Let’s call it a momentary lapse in quality of judgment.
The community college had some sort of literary magazine, or writing-exposition-competition, and was inviting applicants to hawk their wares.
At that time, I’m not sure I had a clear sense of what my strengths were, writing-wise (or any-wise, for that matter), and I do remember struggling to produce anything like the creative fiction-writing or poetry being solicited.
Fiction ain’t my thing, at least not in the conventional sense; if you looked here, you’d have a sense of what is my thing, creative-expression-wise.
Anyway, I did come up with something – something like a short parable – which I did submit to this literary publication.
Of course, I got a nice canned rejection letter not long after.
That’s ok, though.
I’m not saying the writing I’ll share will change your world, but I will say that I’ve learned that most people don’t have any taste. Or any sense, or wisdom, or sensitivity, or depth; but part of my work, I’ve come to learn, is both to try to help and to try to love them, anyway.
In that sense, I never lack for work.
While wading and waddling through half-frozen streams of memory in the gold-panning efforts that yielded this nugget which is the object of today’s observation, I saw that what I’m about to share below had a brief note appended to it – saying that, at that time, I was reading Sufi teaching-stories, which seem to have influenced the style and tone of the writing.
That sounds about right.
By then, I’d read some nice collections of Mullah Nasruddin stories – I remember the wild and unexpected belly-laughs they evoked in the bookstore breakroom some years before this, – but in 2009, I believe I was reading something different – some of Idries Shah’s writing, if memory serves.
Anyway.
I think it’s all right, as my writing goes.
And you know what?
It says a lot about what I thought about the world, the people in it, and myself at the time.
Some things change, some things don’t.
6 June 2025
A Parable.
Once a wandering beggar passed through a wasteland.

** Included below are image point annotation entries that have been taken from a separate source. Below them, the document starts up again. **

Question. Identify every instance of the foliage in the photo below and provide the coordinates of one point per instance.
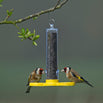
(26, 34)
(1, 3)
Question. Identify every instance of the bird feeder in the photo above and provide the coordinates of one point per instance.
(52, 72)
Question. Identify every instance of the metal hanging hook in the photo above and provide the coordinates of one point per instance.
(52, 22)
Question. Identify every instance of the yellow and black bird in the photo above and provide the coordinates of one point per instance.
(35, 76)
(73, 76)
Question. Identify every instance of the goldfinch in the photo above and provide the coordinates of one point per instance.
(73, 76)
(35, 76)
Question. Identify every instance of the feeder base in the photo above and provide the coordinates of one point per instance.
(52, 82)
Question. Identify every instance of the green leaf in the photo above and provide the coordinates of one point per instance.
(36, 37)
(20, 36)
(27, 30)
(34, 31)
(23, 31)
(34, 43)
(1, 2)
(19, 33)
(34, 18)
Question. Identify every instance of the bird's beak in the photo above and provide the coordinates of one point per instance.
(62, 70)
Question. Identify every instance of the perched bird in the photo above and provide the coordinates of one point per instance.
(73, 76)
(35, 76)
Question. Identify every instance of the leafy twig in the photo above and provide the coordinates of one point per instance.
(58, 5)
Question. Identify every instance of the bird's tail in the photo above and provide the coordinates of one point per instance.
(87, 82)
(28, 89)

Amid its emptiness ran a single road; cobbled with skulls and mortared with blood, brightly it shone in the sun. "A road leads somewhere," thought the beggar, "and as I am weary of the pathless wilds, I will follow it. I do not think the knocking of my feet will wake these sleepers." And so he followed it.
Long he walked, many days, until thirsting, ruing the waste and its single road without end, he thought, "Whether this path ends, and where, now I will never know. Here I must sit until some unforeseen succor should come to me, or death." And so he sat; soon he slept.
When he woke it was night, and there came to his eyes the far light of a fire. "There may be the succor unforeseen," thought the beggar, "or else a desert-dream of my mind; but I will go to it and learn the truth, there to live or to die." And so he went.
But as he came near to the fire, a strange sight met him.
Where the fire burned, there the grim road ended; and beyond it the wasteland was no more. Over the reek of the road and of the burning blew the far fragrance of grass.
But by the fire stood three boys quarreling, and with them was a tethered cow. None of them heard the beggar, though he heard them; and he listened wondering. Lean and hungry, the three were arguing over the right to slaughter.
The first said, "I am the last of my people, who made the Road; this flesh is mine to eat."
The other said, "I am the last of my people, of whom your Road was made; this flesh is mine to eat."
The third said, "I am the last of my people, who knew nothing of Roads; this flesh is mine to eat."
The cow said nothing.
Wondering yet more, the beggar came yet nearer; and seeing him at last, the boys were quiet.
"Children," he said, "What is this talk of slaughter? I am thirsty. This cow has milk, a cure for thirst and hunger alike; and what of the grass beyond?"
Still the boys were silent.
When the sun rose next morning and the fire was smoldering, a lone crow, drawn by the smell, flew over a scene strange to its eyes: a head on a stake, three dead children, and a sleeping cow.